Trump is “trying to pull [Kim into] his orbit” out of the belief that “charm works,” Graham noted, but “I’m worried that North Korea is dividing us from South Korea. I’m worried that we’re being played here.” Noting that previous negotiations in recent decades failed to stop North Korea from developing a nuclear-weapons arsenal, he added that “I don’t know how this ends, but we’re into another round of engagement. And here’s what I worry about: You get sucked into the love thing—and nothing changes.”
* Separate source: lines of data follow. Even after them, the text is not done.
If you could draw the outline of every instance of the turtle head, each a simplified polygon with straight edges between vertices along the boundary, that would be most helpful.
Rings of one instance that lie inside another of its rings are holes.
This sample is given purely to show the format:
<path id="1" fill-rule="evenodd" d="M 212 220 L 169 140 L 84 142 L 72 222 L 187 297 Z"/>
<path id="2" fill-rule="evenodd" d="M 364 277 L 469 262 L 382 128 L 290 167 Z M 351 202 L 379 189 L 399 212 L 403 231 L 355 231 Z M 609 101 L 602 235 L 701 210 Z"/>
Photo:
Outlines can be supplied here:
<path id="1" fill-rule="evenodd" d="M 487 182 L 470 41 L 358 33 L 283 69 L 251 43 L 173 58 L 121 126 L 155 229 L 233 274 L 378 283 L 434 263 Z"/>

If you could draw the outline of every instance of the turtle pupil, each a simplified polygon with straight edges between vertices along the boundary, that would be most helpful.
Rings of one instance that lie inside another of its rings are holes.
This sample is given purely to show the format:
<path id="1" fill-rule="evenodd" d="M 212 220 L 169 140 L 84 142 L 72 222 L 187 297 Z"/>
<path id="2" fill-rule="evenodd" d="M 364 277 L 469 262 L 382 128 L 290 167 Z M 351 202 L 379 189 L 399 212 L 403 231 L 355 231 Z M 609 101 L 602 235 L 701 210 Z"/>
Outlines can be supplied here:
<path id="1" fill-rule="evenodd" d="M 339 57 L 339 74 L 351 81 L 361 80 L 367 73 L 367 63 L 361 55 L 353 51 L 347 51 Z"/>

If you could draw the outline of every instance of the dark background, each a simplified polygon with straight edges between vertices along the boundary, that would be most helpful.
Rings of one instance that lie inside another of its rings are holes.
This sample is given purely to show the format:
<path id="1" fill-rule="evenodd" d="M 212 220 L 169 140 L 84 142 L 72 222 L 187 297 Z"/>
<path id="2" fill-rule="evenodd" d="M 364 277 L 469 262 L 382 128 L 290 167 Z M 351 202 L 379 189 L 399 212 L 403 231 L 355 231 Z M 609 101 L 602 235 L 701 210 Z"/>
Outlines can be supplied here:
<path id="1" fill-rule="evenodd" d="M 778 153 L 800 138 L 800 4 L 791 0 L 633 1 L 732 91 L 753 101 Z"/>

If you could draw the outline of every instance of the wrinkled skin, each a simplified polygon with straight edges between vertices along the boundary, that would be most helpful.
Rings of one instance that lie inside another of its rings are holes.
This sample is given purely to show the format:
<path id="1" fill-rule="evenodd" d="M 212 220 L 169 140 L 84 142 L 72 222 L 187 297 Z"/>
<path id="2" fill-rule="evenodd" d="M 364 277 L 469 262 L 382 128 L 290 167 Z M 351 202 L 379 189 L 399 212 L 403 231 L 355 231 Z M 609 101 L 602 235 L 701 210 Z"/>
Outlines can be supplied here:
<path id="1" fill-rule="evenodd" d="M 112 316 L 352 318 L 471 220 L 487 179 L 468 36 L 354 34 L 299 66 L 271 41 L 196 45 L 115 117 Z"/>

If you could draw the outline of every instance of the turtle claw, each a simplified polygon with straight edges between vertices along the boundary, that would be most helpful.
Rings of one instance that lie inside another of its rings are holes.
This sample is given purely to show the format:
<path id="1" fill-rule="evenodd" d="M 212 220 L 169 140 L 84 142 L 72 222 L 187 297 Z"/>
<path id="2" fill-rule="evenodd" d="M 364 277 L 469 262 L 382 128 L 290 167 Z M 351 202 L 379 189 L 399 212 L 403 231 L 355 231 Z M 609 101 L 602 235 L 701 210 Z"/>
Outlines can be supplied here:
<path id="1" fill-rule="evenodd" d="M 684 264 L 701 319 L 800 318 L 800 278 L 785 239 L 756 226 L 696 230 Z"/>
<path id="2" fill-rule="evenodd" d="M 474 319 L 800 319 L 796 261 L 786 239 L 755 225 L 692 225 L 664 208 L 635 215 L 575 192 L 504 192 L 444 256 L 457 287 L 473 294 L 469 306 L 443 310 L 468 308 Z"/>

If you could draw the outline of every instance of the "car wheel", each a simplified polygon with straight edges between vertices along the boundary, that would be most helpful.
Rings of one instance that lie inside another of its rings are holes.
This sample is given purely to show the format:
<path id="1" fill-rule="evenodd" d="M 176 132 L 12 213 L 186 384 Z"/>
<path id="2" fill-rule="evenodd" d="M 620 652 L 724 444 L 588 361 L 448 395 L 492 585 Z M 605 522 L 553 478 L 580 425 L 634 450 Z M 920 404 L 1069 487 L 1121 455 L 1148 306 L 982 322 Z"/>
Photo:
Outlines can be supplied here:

Graham advised Trump to take a host of extremely aggressive measures against North Korea before the current round of talks, and he told me less than a year ago that there was a 70 percent chance of Trump unleashing all-out war against Kim if the North tested another nuclear bomb. On Wednesday he argued that there is only one scenario in which the North Korean leader will actually relinquish his nuclear program. It doesn’t involve expressions of love. It doesn’t involve easing economic sanctions against North Korea, which the United States has lifted in the past to no avail. It doesn’t involve gestures of peace like a declaration to formally end the Korean War, which North and South Korea are now pressuring the United States to adopt and which Graham said should come only “after [the North Koreans] give up their nukes.”